I want to be this great all around loving, wife, mother, friend... but right from the get-go it seems like I've failed. I failed in the wife category. Granted, I know I wasn't married to the right match for me, but its still a failure in my eyes. I don't think that I'm a great mother. I think there are days that I try, and there are days that I give up. I take out my frusterations on my oldest child. She is the easiest to yell at... and its wrong. So wrong. I remember reading something once that said something like 'adults can brush off the negative things that their kids say about them, because we know its not true. But our children will hear and remember every mean, hurtful and negative thing we say about them forever.' I want my daughter to know that I love her and cherish her, that I think she's fun and that I want to spend time with her. Some days that feels like a stretch, and just admitting that to myself and here in a somewhat public forum scares the heck out of me!
I want to raise my children to feel loved, valued, and respected... to teach them compassion and patience.... show them how to be grateful in everything.

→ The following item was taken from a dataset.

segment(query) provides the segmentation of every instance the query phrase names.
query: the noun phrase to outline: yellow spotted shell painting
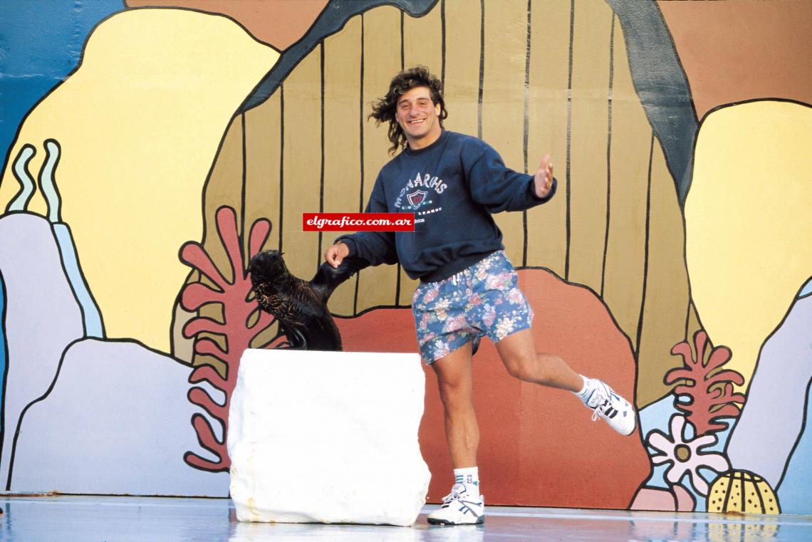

How can I teach them those things when I don't model that for them every day? I need to be the one to set the standards for them, and not unreachable, unobtainable expectations. That is what I struggle with, I surely don't want to pass that on to any of my children.
Looking at my life from an outside point of view is almost sickeningly sweet.. I have it so easy! I have a boyfriend who supports me and my two kid that aren't his biological children. We live in a nice neighborhood in a nice house. He has a great job and I have been able to stay at home with the kids, waste time on the computer or what not all day, and generally just do my own thing. Probably at least the better half of the week he cooks dinner when he comes home, and nearly every time I ask he will watch the kids (all 3 of them now) if I need/want to get out for a bit. He has no expectations of me other than to love him and take care of the kids. Why can't I do those simple things better?
Why can't I have the house spotless every day?
Why can't I have dinner ready, or at least partially prepared for him?
Why can't I stick to a meal plan, a shopping list, a schedule, a budget... ?
Why can't I spend the day actually interacting and loving on my kids instead of getting irritated at hearing "no" for the hundredth time from my two year old, or feeling inconvenienced when I'm hiking up my shirt to feed the new baby (who by the way we've discovered is a bottomless pit.)
I am so disappointed in myself. I have it so easy, yet I can't be successful. I'm not happy with how I carry out each role I play. I want to be good at it all.

I start every day feeling so optimistic (once I've gotten out of bed and had a cup of coffee, of course). I get a few simple chores done in the morning, and then it always seems to go downhill from there.

I need to figure this out.
I need to do so much better.
I don't want to let anyone down.
I don't want these years to pass by and look back and realize I didn't enjoy my babies like I should.
I don't want every day to be a struggle.